Fig. 3 Evaluation of intracellular delivery of DNFs@ZnMn. (A) Scheme for the delivery of DNFs@ZnMn for subcellular tumor-specific treatments. (B) Confocal fluorescence imaging of cancer cells (i) and (ii) healthy cells after treatment with Cy5-labeled DNFs@ZnMn for 8 h. (C) Fluorescence intensity of signals in (B), scales: 50 μm. (D) Flow cytometry analysis of cancer cells (i) and (ii) healthy cells after treatment with Cy5-labeled DNFs@ZnMn for 8 h. (E) (i) Colocalization coefficient between the Lysotracker Green and DNFs with different incubation times, (ii) PCCs of Lyso-tracker and (iii) the fluorescence intensity profile analysis of Lysotracker Green and Cy5-labeled DNFs@ZnMn across the arrowed line in (i). Scale bars: 10 μm. (F) CLSM Z-stack scanning of 3D multicellular spheroids of HeLa cells treated with different Cy5-labeled nanomaterials. Scale bars: 500 μm.

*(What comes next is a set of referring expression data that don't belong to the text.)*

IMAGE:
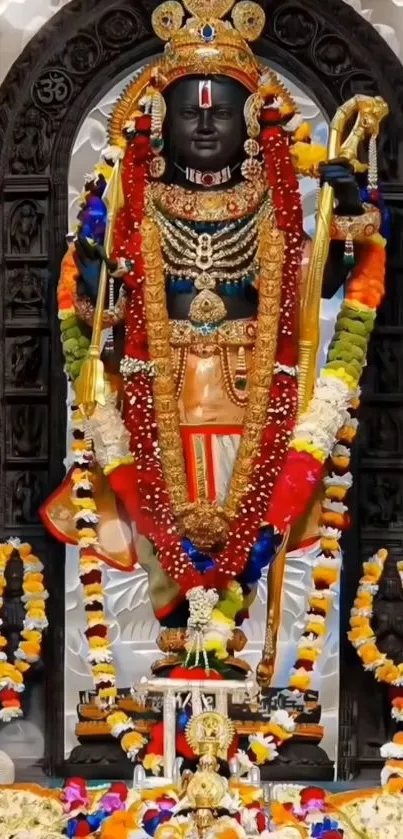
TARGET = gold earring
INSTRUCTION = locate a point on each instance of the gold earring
(158, 111)
(251, 167)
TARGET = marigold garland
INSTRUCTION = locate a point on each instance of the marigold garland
(361, 633)
(335, 391)
(322, 424)
(311, 445)
(12, 673)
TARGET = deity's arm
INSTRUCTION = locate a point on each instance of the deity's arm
(77, 291)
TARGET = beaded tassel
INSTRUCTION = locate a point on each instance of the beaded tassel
(109, 331)
(240, 378)
(373, 168)
(349, 256)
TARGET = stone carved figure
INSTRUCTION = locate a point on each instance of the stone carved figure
(383, 435)
(26, 498)
(387, 621)
(384, 502)
(25, 360)
(25, 292)
(192, 438)
(13, 611)
(25, 227)
(31, 144)
(26, 431)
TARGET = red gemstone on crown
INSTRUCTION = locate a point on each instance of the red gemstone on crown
(208, 179)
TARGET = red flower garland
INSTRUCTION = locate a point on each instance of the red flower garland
(154, 517)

To further examine the intracellular subcellular localization of DNFs@ZnMn in HeLa cells, the co-localization of lysosomes and DNFs@ZnMn (with Cy5 labelled) was carried out. As indicated by Lysotracker (green) and Cy5 (red), the red and green fluorescence signals displayed a strong overlap in HeLa cells, and the Pearson correlation coefficient (PCC) was 0.97 at 3 h (Fig. 3E), while at 8 h, the red signals increased obviously along with the separation of the two signals (PCC was 0.56), which indicated the escape of DNFs@ZnMn from endosomes to cytoplasm. However, for the DNA nanoflowers without nanozymes, PCC remained at relatively high values, indicating their entrapping in endosomes without nanozymes (Fig. S22†). This further confirmed the generation of ROS species by ZnO₂–Mn nanozyme in acidic endosome–lysosome environments, which facilitated breaking of the lysosome membrane for endo-lysosomal escape. Moreover, HeLa cell-based multicellular spheroids (MCSs) were constructed to assess tumor infiltration properties, which demonstrated the high tumor penetration at deep levels in the DNFs@ZnMn group, only with both AS1411 aptamer and ZnO₂–Mn nanozymes loaded (Fig. 3F). Consequently, the tumor-specific uptake of DNFs@ZnMn was confirmed, which initiated intracellular decomposition to release multiple reagents for the subsequent cascade and synergistic applications.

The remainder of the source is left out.